Each foot placed firm before the last is raised,
They step between the knees so nearly grazed:
And soon are safe beneath the blessed shade
By trees—themselves as still as shadows, made.
Then round the island's end, that fear allayed,
Beneath its woody western slopes they steal,
Where they may speak secure, and she reveal,
The cause and author of the base assault
Her friend had suffered.

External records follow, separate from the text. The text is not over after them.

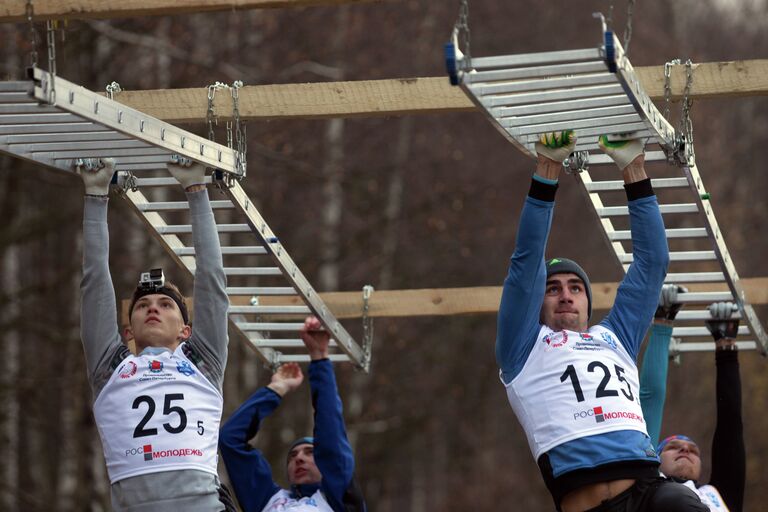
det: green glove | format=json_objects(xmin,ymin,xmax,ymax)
[
  {"xmin": 598, "ymin": 135, "xmax": 645, "ymax": 171},
  {"xmin": 168, "ymin": 155, "xmax": 205, "ymax": 190},
  {"xmin": 536, "ymin": 130, "xmax": 576, "ymax": 162}
]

Kangapo's the fault—
That priests', and not her father's, ahe averred:
For Kangapo's sole aim, he might have heard,
The one great passion that his bosom stirred,
The main pursuit in which his life was spent,
Was, nest his own, their tribe's aggrandizement,
For this, by his advice, almost from birth,
Herself had been made 'tapu' to her grief,
To Taupo's Lord—an old whiteheaded chief,
Of mighty power, no doubt, high rank and worth;
And though this marriage of her dread and hate
That landslip had relieved her from of late,
Yet much she feared—the Priest already planned
Some other proud disposal of her hand;
So jealously he watched, so little brooked
The slightest glance of any youth who looked
page 149 With any (here she checked herself)—at least
Of any one who talked with her awhile:
And so that day when she observed the Priest
Eye them so keenly with his crafty smile,
Although deceived a moment by his guile,
It roused suspicions, strengthened when she saw
Again, on their returning to the Isle,
He noticed Ranolf from the group withdraw
At sunset; and himself stole off so soon
By the same pathway towards the western wood;
She followed; for the thing could bode no good;
But by another track; had seen him meet
Four men to whom his slightest wish was law,
Then to a copse of mánuka retreat
Where they could safely, secretly commune;
Had crept close-up on tiptoe—overheard
Their vile atrocious project every word;
To seize, hind, bear the Stranger to their great
Runanga-house; there leave him bound and wait
The setting of the Moon, till they could take
Their captive to the middle of the Lake,
Where they would throw him overboard, still bound;
And tell her Father next day how they found
The Stranger at his evening meal—with food—
Aye food! beside the monument that stood
High carved in their most sacred burial-ground
O'er his most famous ancestor's dead bones:
And though a bird sung on it all the while-
Doubtless the spirit of that Chief renowned,
It still could not prevent the outrage vile:—
Would not such impious sacrilege astound
The boldest?—how aloof the crime they viewed
With hair on end, tongues to their palates glued
page 150 In speechless horror, motionless as stones:
But how his Ancestor's insulted Shade
With vengeance dire the deed profane repaid;
For when the Stranger launched his boat again
There was no ripple on the watery plain;
Yet scarce a spear-flight had he left the bank
Before his boat without a breeze capsized,
And with it—he with scarce a struggle—sank;
For all his powers that Spirit had paralyzed.
This was the plot concerted then and there;
And next she noted where his boat they hid
To make all points of their narration square;
And Miroa was to bring it, as she bid,
Round to a spot they presently would reach—
Yes! there she saw them waiting on the beach!
The rest he knew. "But now, O Stranger, haste!
Fly to your skiff—O not a moment waste
In words—already, see! the Moon is low—
Away, before your flight those traitors know!"

He turned to thank her—would not take her nay;
Despite her struggles clasped her to his breast,
And ere from his embrace she broke away
Upon her lips a shower of fervent kisses prest.